If Waititi is elected, he will be only the second MP to wear a mataora or full-face moko.
He said that gave him an immense sense of pride, and meant he would never be alone in Parliament.
"There's a kōrero at home... we stand in on the shoulders of our tīpuna, of giants, but we carry the dreams and aspirations of our tamariki and mokopuna."
Whatever happens after the special votes are counted, Māori clearly want to see a change, he said.
"The rejuvenation of our Māori movement is well and truly in play. We're lucky enough to have one in here now, but come 2023 there's going to be a huge challenge on and it's game on and we will have more Māori with an unapologetic Māori voice in the chamber.
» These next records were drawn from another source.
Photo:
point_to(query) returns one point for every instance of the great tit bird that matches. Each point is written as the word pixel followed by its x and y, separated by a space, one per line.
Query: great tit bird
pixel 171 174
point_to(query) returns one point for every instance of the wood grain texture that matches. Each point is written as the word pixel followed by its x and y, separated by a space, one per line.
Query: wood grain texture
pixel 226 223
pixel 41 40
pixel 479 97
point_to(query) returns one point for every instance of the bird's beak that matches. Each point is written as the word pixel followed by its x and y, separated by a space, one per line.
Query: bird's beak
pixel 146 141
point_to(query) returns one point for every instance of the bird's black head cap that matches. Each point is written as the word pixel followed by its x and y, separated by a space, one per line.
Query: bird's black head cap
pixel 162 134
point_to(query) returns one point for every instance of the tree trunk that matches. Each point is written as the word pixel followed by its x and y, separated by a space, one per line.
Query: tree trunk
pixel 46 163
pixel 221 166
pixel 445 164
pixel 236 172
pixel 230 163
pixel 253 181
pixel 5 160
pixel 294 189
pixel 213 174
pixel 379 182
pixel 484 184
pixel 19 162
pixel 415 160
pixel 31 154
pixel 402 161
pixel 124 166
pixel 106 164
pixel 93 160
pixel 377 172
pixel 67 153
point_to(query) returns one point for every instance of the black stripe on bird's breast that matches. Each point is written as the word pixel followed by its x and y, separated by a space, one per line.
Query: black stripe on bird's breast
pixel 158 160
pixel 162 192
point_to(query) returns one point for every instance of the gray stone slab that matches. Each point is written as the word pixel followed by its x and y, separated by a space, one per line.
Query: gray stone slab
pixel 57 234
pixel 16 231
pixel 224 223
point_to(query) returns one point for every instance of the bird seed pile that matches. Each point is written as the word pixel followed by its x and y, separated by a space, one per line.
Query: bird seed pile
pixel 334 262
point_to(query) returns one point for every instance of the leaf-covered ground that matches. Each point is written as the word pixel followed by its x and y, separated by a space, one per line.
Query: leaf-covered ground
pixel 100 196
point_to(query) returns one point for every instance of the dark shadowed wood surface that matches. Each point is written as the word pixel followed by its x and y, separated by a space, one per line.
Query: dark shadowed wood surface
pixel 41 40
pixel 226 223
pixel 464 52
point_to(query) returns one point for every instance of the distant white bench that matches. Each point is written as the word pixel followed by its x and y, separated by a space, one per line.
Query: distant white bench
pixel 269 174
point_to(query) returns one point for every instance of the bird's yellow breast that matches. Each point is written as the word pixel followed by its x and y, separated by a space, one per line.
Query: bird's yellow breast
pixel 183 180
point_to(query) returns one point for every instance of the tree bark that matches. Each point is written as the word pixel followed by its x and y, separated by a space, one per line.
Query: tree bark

"The impacts I would like to make here are systemic impacts and push back against what I believe are tikanga that are foreign to our people. So watch this space, and our job is to hold the Māori caucus in the Labour Party to account."
Waititi also wore his cowboy hat with pride today, saying there was a reason he took it with him wherever he went.
"The reason why I wear the hat is because in our part of the country, our men in C Company from the East Coast were known as Ngā Kaupoi (cowboys), so this is an acknowledgment of my koroua who went to war and also an acknowledgment of our kuia who stayed home and looked after the farms and the whānau.
"So there's a reason why I wear the hat, it's not just because it makes me good looking," he said, laughing.
The final count, including the special votes, will be out on November 6.